How to Invest as a Catholic Without Selling Your Soul

The group Investing for Catholics offers funding options that ‘closely match’ the guidelines set by the U.S. Catholic bishops.

(photo: Andy via Flickr (CC BY-NC 2.0))

WASHINGTON — For Catholics who want to invest in a retirement plan but hesitate for fear of unintentionally supporting causes contradicting their faith, a financial advising group is now offering a new option.

“We’d like to see every Catholic organization invest in accordance with their values and not compromise on their expected outcome,” said Mary Brunson, vice president of Investing for Catholics.

She said many people want a retirement plan without investing in anything counter to their beliefs.

“We’ve managed to capture everything that the market has to offer, but still screen out the companies that are not in keeping with what we hold true as Catholics,” she told CNA.

Investing for Catholics is a division of the California-based Index Fund Advisors, Inc., which has 2,100-plus clients and about $2.7 billion in assets under management as of mid-2015. The Catholic investment division dates back to 2009. The division’s investment strategies are used in the retirement plans of dioceses, religious orders, cemetery funds, Catholic foundations, endowments and individual clients.

Investing for Catholics announced two of its newest funds at the Catholic Diocesan Fiscal Managers Conference Sept. 27 in Atlanta. The newest funds will help provide retirement plan options for employees.

According to Investing for Catholics, the funds “closely match” the U.S. Conference of Catholic Bishops’ guidelines for socially responsible investing.

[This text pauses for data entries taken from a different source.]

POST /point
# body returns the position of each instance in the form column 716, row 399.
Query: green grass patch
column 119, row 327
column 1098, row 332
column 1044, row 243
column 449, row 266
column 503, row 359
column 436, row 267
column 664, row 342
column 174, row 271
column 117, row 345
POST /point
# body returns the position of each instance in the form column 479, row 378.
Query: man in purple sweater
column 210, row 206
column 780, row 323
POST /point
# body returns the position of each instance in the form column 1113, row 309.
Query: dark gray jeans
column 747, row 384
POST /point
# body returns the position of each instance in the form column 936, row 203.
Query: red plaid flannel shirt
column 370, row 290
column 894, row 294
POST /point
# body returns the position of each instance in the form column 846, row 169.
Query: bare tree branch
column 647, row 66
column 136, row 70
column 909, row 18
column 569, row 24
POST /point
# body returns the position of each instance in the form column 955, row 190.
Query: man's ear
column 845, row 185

The U.S. bishops’ investment guidelines stress several principles, including protection for human life and dignity, reduction in arms production, economic justice, environmental protection and corporate responsibility. The guidelines were last revised in November 2003.

Investing for Catholics index portfolios are screened to exclude companies that directly participate in abortions, develop or manufacture abortifacients, profit from contraceptive development manufacture or are involved in embryonic stem-cell or fetal-tissue research.

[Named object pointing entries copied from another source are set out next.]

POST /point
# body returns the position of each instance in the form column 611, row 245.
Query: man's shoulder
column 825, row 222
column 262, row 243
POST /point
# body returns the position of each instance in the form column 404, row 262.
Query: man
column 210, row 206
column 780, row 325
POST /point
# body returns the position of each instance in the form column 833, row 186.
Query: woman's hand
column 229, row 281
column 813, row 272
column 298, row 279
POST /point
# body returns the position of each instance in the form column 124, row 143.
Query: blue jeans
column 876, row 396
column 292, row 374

The portfolios exclude companies that have had recent major controversies about child-labor infractions or that do business in Sudan. They filter out companies that derive 15% or more in revenue from pornography, alcoholic beverages or tobacco products. They exclude companies that derive 20% or more in revenue from gambling and from the production or sale of military weapons or weapons systems. They exclude companies that are involved in the production of landmines or their components.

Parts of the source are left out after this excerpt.